Jackson si grattò il mento, pensieroso.

«Molto sospetto direi, ma potrebbe anche esserci una ragione legittima dietro questa precauzione, quindi consiglio di restare cauti una volta lì... Magari, visto che saremo sul posto, potremo chiedere aiuto a Nicole e Alexander?», domandò.

Carlo lo interruppe appena pronunciò i loro nomi, «Assolutamente no! Quando mai è successo che Nicole mi abbia mai aiutato in qualsiasi cosa? No, Jack. Se solo ti permetti di dire ancora il nome di quella putta...!».

«Taci! Stai calmo, diamine!», Tommaso gli coprì la bocca, poi lo baciò.

Jackson sollevò una mano per calmare la situazione, «Ragazzi, calma! Carlo, adesso non è il momento per rancori personali! Ah, gli italiani, siete bravi solo a fare polemiche!».

Carlo annuì a malincuore, «Eh, sapessi, ma va bene, scusami».

«Bene, ora concentriamoci sul nuovo caso e soprattutto, dovremmo prepararci per il viaggio e siccome alloggeremo lì, avremmo bisogno di fare le valigie», spiegò Jackson.

Faust annuì, «Giusto, se non andiamo lì, non potremmo avere risposte. Steve, hai contattato Mark? Abbiamo la sicurezza che la polizia di Enigley finirà il caso al posto nostro?».

«Sì, mi ha appena detto che domani arriveranno nuovi poliziotti e se occuperanno loro», rispose.

Charles si alzò dal suo posto seguito da Edoardo, «Allora si va?».

«Partiremo domani mattina, ditemi solo con quale mezzo», disse Jackson.

Faust cominciò a contare sulle dita, «Allora, io, te, tua sorella e Steven siamo quattro. Jonathan e Jius, venite con noi?».

«No, tesoro. Abbiamo lavoro in arretrato con la redazione dell'En Magazine, e a meno che vogliamo essere licenziati, restiamo qui», disse Justin.

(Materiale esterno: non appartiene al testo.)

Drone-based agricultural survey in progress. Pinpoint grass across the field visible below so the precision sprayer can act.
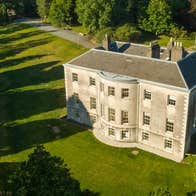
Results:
[0,24,196,196]
[71,25,88,34]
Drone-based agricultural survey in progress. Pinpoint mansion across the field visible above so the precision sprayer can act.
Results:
[64,36,196,162]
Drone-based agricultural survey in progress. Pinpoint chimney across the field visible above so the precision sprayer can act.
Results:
[102,34,111,51]
[170,42,185,62]
[148,41,160,59]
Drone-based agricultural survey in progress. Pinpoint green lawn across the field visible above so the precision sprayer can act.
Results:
[0,24,196,196]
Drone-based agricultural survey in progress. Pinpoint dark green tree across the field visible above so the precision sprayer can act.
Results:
[49,0,75,27]
[140,0,172,34]
[0,3,8,25]
[76,0,115,32]
[23,0,37,17]
[149,187,171,196]
[9,145,95,196]
[36,0,52,19]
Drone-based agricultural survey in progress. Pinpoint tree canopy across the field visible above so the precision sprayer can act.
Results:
[10,145,97,196]
[140,0,172,34]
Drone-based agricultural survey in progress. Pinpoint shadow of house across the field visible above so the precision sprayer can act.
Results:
[67,94,92,128]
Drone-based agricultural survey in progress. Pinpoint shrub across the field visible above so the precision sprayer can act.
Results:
[95,27,114,43]
[114,24,141,42]
[170,25,187,38]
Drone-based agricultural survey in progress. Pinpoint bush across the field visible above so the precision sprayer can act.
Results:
[114,24,141,42]
[170,25,187,38]
[95,27,114,43]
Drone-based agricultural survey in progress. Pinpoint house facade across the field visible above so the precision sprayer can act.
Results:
[64,40,196,162]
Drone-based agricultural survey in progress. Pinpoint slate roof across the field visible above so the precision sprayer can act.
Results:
[177,52,196,89]
[69,49,189,88]
[124,44,150,57]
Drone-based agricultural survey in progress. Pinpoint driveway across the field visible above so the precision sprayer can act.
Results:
[16,18,96,48]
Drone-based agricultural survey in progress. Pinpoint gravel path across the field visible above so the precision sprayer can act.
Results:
[16,18,96,48]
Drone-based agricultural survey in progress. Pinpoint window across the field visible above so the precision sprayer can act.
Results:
[73,93,79,103]
[144,90,151,100]
[168,95,176,106]
[121,88,129,98]
[101,104,105,116]
[142,132,149,140]
[108,108,115,121]
[89,77,96,86]
[108,86,115,96]
[90,115,96,124]
[165,139,172,149]
[108,128,115,136]
[90,97,96,109]
[122,131,129,139]
[100,82,104,92]
[121,111,128,124]
[75,110,80,118]
[166,119,174,132]
[143,112,150,125]
[72,73,78,82]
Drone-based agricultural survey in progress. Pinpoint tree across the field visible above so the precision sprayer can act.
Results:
[36,0,52,19]
[49,0,75,27]
[140,0,172,34]
[150,187,171,196]
[115,24,141,42]
[22,0,37,17]
[76,0,115,32]
[0,2,8,25]
[9,145,96,196]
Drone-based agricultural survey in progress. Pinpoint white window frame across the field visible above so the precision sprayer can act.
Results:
[108,86,115,96]
[72,73,78,82]
[108,128,115,137]
[89,77,96,86]
[165,118,174,133]
[121,130,129,139]
[121,110,129,124]
[90,97,97,109]
[144,90,152,100]
[142,132,150,141]
[121,88,129,98]
[143,112,151,126]
[164,138,173,150]
[108,108,116,121]
[167,95,176,107]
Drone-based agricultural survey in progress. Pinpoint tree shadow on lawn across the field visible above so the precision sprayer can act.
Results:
[0,28,45,44]
[0,94,91,156]
[0,54,46,68]
[0,37,52,60]
[0,23,32,35]
[4,88,66,122]
[0,162,19,191]
[0,60,64,92]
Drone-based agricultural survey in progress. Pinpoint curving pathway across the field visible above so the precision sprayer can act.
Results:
[15,18,96,48]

«Bene. Con i Davanti e Lavoglia siamo otto. Vittorio e Adriano siete dei nostri?».

I due annuirono.

«Siamo dieci. Quindi con la mia auto, quella di Jackson e quella di Carlo c'è la facciamo» concluse Faust.

Margaret annuì, guardando verso Jackson, «Allora saremo pronti per partire domani mattina».

«E che una nuova indagine cominci!», esultò Jackson.

«Adoro questa tua linea!», esclamò Margaret.